A former Zimmer Biomet (NYSE:ZBH) employee can’t pursue defamation charges against the company related to his alleged involvement in a Brazilian bribery case, a federal appeals court ruled yesterday.
In 2008 Biomet discovered that a distributor in Brazil, Sergio Galindo, had bribed healthcare providers to use its products. The company severed its relationship with Galindo and trained employees, including then-South America business manager Alejandro Yeatts, about its proscription against bribing doctors, according to court documents.
Galindo’s firm still owned the Brazilian government registrations for Biomet’s products, requiring the company to ink a new deal with him allowing it to cooperate as necessary to establish new distributors and acquire new registrations. That agreement, however, barred Galindo from handling Biomet products in any capacity, according to the documents.
After one of the new distributors hired Galindo as a consultant, Yeatts continued to communicate with him about the registrations, Biomet products, the Brazilian market and pricing. Yeatts alleged that the company told him to maintain the relationship with Galindo because he still owned the product registrations and that Biomet’s lawyers cleared his interactions.
But in 2012 Biomet paid more than $22 million in fines and penalties to settle alleged violations of the Foreign Corrupt Practices Act, agreeing to pay nearly $17.3 million to resolve charges brought by the U.S. Justice Dept. and settling civil claims with the SEC for another $5.6 million (Biomet merged with Zimmer in June 2015). The settlement was part of a larger industry probe in which the DoJ asked medical device makers to comb through their overseas practices for signs of bribery.
In October 2013, an anonymous whistleblower alleged that Biomet was still working with Galindo, prompting a new probe that eventually led to another settlement, this time for $30 million. Biomet suspended Yeatts in 2014 and fired him in September 2015, after adding his name to a “restricted parties list” of entities “that pose significant and unacceptable compliance risks,” barring all Biomet employees from doing business with entities named on the list.
Yeatts sued Biomet in October 2016, alleging that the company defamed him by including his name on the restricted parties list (claims of intentional infliction of emotional distress and negligent infliction of emotional distress were later dismissed, according to the filings). The defamation claim was ultimately dismissed as well, leading Yeatts to appeal the ruling to the U.S. Court of Appeals for the 7th Circuit.
That court ruled yesterday to uphold the lower court’s filing that placing Yeatts on the restricted parties list as a person likely to create compliance issues was a statement of opinion rather than fact.
“There is no provably false factual connotation,” according to the ruling. “Even if Yeatts proved to a jury that he did not violate the specific limits Biomet imposed on his interactions with Galindo, that does not mean Biomet was incorrect or unreasonable in considering Yeatts a compliance risk.

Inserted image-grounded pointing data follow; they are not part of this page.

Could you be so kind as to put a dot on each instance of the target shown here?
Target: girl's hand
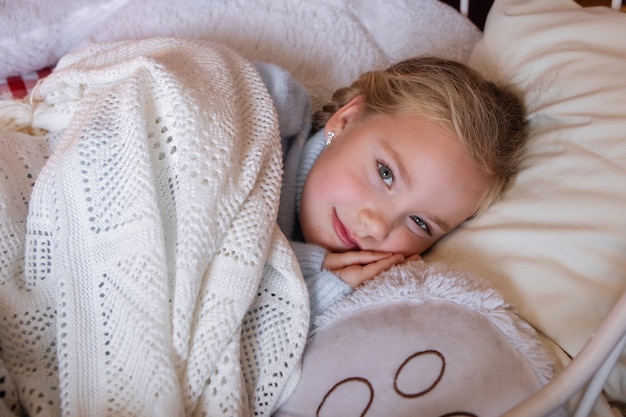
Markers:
(356, 267)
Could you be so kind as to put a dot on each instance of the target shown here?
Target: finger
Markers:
(334, 261)
(415, 257)
(371, 270)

As the district court noted, for a company twice investigated by the DOJ for FCPA violations, it is reasonable to ‘take a hypersensitive view’ of potential compliance risks.
“Yeatts’s focus on the alleged lack of evidence that he engaged in criminal conduct misses the point. Even if there were zero evidence he engaged in criminal conduct, that would not prove false Biomet’s concern that Yeatts posed a compliance risk. The inability to prove the statement false demonstrates that it is a statement of opinion, beyond the reach of defamation law,” the 7th Circuit appeals court found.